Home Region

Tokyo, Japan

Undergrad Education

Stanford University, 2018

Previous Experience

ANA Holdings, McDonald’s Holdings (Japan)

HBS Activities

Section I International Rep

“Coming to HBS is like being a member of an orchestra led by a world-famous conductor. ”

Coming to HBS is like...

Being a member of an orchestra led by a world-famous conductor. The case method is such an integral part of the HBS experience and there’s nothing quite like it. Just like a conductor, our professor masterfully guides the class discussion forward and challenges each of us to perform at our highest potential. In response, we contribute to the collective learning by bringing our own unique experiences and perspectives to the table. The result is an orchestral masterpiece with a dynamic melody.

What is your most memorable classroom moment?

As part of the Rakuten “Englishnization” case in LEAD, my Japanese classmate and I engaged in a role play where he answered the professor’s opening cold call in Japanese and I responded to his points in Japanese as well. Our back and forth went on for the first 2-3 minutes of class and my 90 other classmates (who weren’t in on the role play) were totally shocked! The exercise was a great way to give people a sense of what it might have felt like that first day Rakuten held its board meeting completely in English.

What is your favorite childhood memory?

When I was five, I challenged Musashimaru, a grand champion sumo wrestler in Japan, to a swimming race in a 25-meter pool. I started off with quite a lead, but before I knew it, I could feel the waves generated by his massive strokes and we were neck and neck. As we neared the finish line, I held my breath for successive strokes and mustered every last bit of strength I had in me. It was close... but I won!

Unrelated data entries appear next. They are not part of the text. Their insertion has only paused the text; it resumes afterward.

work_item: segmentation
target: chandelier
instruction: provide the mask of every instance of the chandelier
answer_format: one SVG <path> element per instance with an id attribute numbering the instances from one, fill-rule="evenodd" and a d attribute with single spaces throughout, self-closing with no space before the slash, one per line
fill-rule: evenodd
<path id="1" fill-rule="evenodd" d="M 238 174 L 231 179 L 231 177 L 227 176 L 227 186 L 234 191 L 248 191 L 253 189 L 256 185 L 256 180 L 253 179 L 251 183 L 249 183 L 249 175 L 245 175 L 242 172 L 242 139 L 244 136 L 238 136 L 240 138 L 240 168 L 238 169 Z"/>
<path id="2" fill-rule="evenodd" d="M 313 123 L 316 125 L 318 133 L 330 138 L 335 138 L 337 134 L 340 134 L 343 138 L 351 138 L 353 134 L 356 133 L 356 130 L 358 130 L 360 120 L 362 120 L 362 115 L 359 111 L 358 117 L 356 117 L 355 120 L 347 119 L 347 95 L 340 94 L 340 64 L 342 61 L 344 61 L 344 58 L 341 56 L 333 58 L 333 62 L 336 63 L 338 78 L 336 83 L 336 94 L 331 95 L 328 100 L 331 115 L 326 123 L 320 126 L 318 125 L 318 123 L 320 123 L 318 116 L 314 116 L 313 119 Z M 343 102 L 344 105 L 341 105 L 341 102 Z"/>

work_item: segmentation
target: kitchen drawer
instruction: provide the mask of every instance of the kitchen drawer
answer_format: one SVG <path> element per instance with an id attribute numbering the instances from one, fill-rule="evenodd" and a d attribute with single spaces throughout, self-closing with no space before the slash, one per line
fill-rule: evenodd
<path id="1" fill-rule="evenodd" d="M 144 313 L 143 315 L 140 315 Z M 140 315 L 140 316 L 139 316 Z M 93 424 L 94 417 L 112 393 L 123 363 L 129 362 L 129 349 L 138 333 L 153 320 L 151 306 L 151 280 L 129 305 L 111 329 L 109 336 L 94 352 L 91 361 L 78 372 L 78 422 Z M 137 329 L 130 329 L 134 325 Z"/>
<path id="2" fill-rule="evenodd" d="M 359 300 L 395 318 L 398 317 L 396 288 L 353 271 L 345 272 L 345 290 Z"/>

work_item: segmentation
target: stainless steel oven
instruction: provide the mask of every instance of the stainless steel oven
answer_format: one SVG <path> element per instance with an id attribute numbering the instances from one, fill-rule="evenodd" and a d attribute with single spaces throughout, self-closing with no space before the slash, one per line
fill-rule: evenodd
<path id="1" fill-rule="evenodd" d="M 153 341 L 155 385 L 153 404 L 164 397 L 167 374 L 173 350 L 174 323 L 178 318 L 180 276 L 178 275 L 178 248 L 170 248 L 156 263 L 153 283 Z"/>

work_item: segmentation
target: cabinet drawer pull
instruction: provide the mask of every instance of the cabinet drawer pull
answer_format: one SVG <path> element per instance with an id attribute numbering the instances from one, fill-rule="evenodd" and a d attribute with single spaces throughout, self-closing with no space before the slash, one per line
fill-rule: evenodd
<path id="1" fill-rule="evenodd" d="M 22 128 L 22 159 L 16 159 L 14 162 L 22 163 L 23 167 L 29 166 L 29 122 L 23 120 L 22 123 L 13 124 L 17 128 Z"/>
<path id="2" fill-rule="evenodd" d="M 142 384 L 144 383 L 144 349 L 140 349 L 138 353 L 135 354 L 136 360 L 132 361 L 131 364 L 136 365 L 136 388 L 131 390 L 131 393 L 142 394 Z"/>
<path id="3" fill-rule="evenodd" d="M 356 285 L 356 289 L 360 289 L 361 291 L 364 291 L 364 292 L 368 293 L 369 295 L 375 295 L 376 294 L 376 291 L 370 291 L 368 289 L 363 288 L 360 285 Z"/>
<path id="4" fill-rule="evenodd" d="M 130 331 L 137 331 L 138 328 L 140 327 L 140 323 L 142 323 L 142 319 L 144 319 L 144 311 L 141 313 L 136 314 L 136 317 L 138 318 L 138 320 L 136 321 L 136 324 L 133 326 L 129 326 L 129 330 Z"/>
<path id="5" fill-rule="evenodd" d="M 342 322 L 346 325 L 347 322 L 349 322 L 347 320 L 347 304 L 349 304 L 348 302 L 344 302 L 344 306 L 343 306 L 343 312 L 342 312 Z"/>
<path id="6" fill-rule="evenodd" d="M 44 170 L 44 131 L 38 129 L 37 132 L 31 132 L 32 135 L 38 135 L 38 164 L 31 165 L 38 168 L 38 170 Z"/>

What is the best thing about your home town?

The collective spirit of Japan which manifested itself in the wake of the Great East Japan Earthquake and Tsunami. Despite having lost so much in the tsunami, the people of the Tohoku region looked out for others before themselves and even continued to form lines at unstaffed convenience stores in order to leave money on the store counter. I try to embody this spirit in my life and in the way I treat others.

What has changed about your understanding of leadership?

Several cases in LEAD highlighted that even the best of leaders have areas of weakness. The key is that they are aware of these weaknesses and actively look to others to augment them. These highly self-aware leaders we studied also sought frequent feedback from others about their performance and were not afraid to ask for help when they needed it. Upon further introspection, I realized that in the past I had viewed asking for help as a sign of weakness, but this class certainly changed that perception.